Eisen’s answer was a string of expletives. The lieutenant started running.
Manfred, caught flat-footed, took off in pursuit. Soldiers across the trench line shouted warnings and ducked into their dugouts. Eisen moved with surprising quickness for such a large man. Manfred managed to catch a fleeting glimpse of him disappearing around a trench wall as the first shell landed.
His only warning was a sibilant rush as the shell exploded outside the trench line. A wave of overpressure popped his eardrums and pounded the air from his lungs. He stumbled against the wooden boards that made up the trench wall and looked for Eisen. More rounds landed, each sending a tremor through the earth.
Manfred was at an intersection of the trench line, alone. Fear curled unyielding fingers around his chest.
“Eisen!” he yelled, the cry sounded distant to his battered ears.
A shell exploded in the trench line with enough force to throw Manfred to the ground. He lay in the mud as chunks of soil rained down on him. He rolled over to his hands and knees and pounded at his chest to force his stunned diaphragm into compliance. He managed a raggedy breath and saw something in the dirt in front of him.
A severed leg lay before him, adorned with a black boot and a gray trouser leg. It looked natural lying there, as if the owner had simply forgotten about it.
Manfred turned away from the limb and half-ran, half-stumbled away from it. More shells buffeted him before another near miss sent him into a fetid puddle. A chunk of roots and soil landed in front of him, splashing his face and mouth with horrid-tasting water. The idea of being buried alive suddenly became very real to the young officer.
Manfred felt himself being pulled from the puddle, then thrust into darkness. He wheezed and coughed as he groped around. Whispers greeted him from the blackness.
A match flared, illuminating the worn face of a soldier, a line of black stitches tracing their way up from his jawbone to his temple. The match lit a lamp, which cast a jaundiced glow through the dugout.

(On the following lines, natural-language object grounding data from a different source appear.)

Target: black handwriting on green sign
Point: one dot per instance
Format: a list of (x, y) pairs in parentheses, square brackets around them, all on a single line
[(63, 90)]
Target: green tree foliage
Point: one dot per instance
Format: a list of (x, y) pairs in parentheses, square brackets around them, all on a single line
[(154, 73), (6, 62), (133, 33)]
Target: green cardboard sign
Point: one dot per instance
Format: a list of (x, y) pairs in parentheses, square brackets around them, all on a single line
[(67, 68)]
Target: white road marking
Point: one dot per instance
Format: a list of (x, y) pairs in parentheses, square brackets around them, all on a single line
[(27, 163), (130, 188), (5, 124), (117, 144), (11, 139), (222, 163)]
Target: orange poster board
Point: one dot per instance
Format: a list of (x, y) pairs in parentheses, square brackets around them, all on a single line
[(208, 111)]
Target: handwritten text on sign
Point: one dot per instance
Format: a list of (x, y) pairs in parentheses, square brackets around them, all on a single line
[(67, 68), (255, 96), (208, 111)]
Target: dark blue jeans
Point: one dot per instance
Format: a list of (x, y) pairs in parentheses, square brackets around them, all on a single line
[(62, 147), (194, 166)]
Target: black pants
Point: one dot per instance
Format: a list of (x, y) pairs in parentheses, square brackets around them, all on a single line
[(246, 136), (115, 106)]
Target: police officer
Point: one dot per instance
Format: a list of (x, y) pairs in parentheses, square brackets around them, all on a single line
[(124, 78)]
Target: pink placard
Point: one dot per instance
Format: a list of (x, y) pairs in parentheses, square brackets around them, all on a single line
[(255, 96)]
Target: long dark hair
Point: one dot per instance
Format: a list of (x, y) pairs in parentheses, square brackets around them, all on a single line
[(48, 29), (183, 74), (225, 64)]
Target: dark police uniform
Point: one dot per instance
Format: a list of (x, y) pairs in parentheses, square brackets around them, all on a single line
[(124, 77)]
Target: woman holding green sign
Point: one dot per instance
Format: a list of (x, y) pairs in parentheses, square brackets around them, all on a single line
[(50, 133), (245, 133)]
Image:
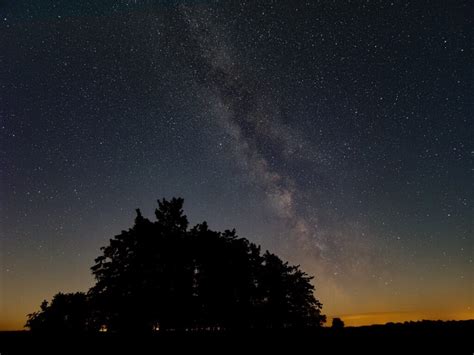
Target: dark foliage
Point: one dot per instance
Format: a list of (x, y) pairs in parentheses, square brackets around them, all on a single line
[(163, 275), (68, 312)]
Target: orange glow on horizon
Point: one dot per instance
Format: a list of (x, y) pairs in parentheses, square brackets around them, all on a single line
[(362, 319)]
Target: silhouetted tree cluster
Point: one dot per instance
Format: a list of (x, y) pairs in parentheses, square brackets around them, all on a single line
[(163, 275), (66, 313)]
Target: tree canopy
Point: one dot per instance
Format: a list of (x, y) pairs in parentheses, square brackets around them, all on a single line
[(164, 275)]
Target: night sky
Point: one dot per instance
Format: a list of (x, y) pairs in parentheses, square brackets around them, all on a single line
[(336, 134)]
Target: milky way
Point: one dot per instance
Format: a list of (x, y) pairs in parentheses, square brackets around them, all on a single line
[(337, 135)]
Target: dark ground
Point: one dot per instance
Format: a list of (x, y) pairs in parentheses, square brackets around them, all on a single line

“Told you I’d find him,” said the soldier holding the lamp.
“Richthofen, are you all right?” Eisen asked as he knelt next beside the dirty and stunned officer.

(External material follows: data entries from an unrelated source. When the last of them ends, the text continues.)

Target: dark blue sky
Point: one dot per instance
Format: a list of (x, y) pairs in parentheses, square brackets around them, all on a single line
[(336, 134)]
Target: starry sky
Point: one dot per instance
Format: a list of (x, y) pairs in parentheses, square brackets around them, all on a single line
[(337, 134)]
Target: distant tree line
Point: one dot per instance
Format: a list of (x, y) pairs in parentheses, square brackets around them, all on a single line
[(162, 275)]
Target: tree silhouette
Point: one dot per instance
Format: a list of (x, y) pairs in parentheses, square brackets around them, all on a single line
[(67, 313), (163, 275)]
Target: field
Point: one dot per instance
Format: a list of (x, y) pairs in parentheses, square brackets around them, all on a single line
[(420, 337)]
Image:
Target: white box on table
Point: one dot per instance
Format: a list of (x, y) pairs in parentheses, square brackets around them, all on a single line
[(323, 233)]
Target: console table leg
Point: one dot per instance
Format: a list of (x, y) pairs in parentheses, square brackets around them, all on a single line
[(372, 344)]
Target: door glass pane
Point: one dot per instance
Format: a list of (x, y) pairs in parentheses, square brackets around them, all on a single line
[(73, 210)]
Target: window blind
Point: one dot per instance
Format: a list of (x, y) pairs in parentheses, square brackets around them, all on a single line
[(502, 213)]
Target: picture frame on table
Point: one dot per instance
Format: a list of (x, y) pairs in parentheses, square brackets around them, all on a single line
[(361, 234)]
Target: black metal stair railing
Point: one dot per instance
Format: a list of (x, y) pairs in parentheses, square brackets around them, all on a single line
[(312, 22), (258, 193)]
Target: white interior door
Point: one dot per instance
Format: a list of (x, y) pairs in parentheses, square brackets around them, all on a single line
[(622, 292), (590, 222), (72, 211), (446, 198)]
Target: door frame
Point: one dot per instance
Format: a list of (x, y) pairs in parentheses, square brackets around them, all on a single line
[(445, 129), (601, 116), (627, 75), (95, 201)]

Manfred nodded and spat out a glob of mud.
“Is this Lieutenant Weissgerber’s replacement?” asked the man with the lantern.
“No, he’s on loan from headquarters. Richthofen, this is Sergeant Haas, my ranking noncommissioned officer,” Eisen said. He pulled Manfred to his feet. “Show him around. I need to check on the kids.”

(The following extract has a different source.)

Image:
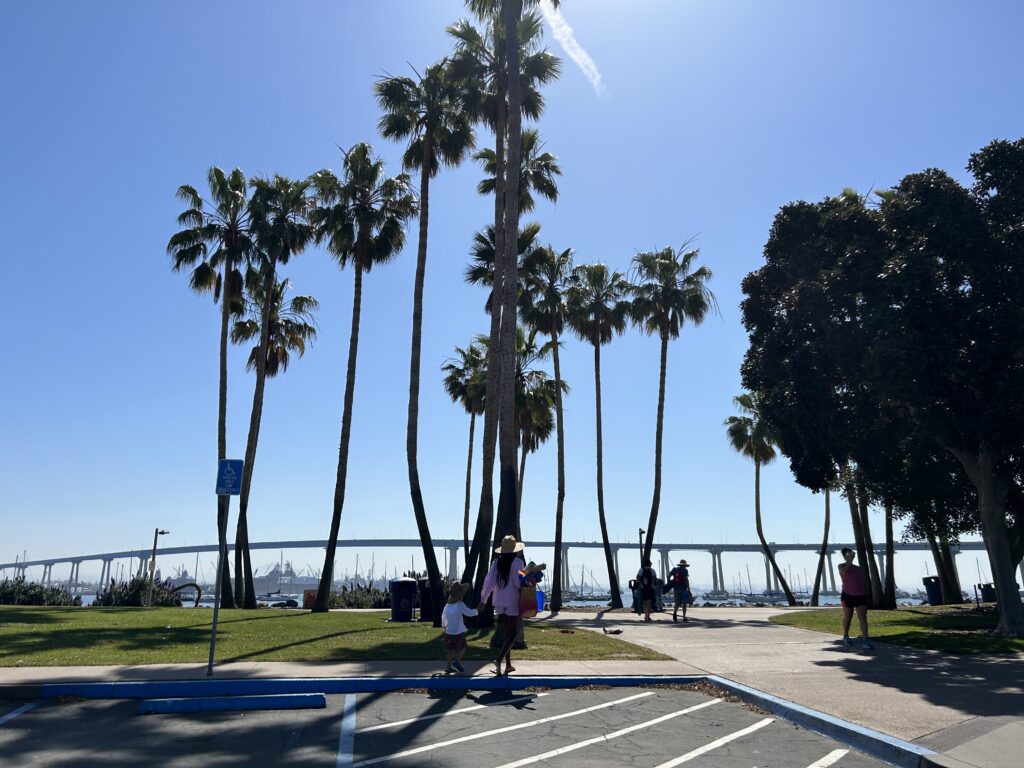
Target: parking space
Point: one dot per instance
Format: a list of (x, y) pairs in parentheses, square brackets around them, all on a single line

Haas hung the lantern from a wooden beam and handed Manfred a canteen.
“Here you are, sir. Nothing like trench mud to spice up a visit, eh?” The sergeant chuckled at his own joke as Manfred cleaned his mouth out with the vaguely cleaner water from the canteen.
The dugout was full of soldiers. Gaunt men, all too filthy for the parade field with faces that hadn’t seen a razor in days. The room stank of feet and an open privy. A near miss from a shell shook dirt from the ceiling and sent the lantern swaying.
“Is it always like this?” Manfred asked.
“No, it’s been worse since the spotters showed up. Too bad there’s only one Boelcke,” Haas’s face twitched as he ran a finger gingerly up and down the row of stitches.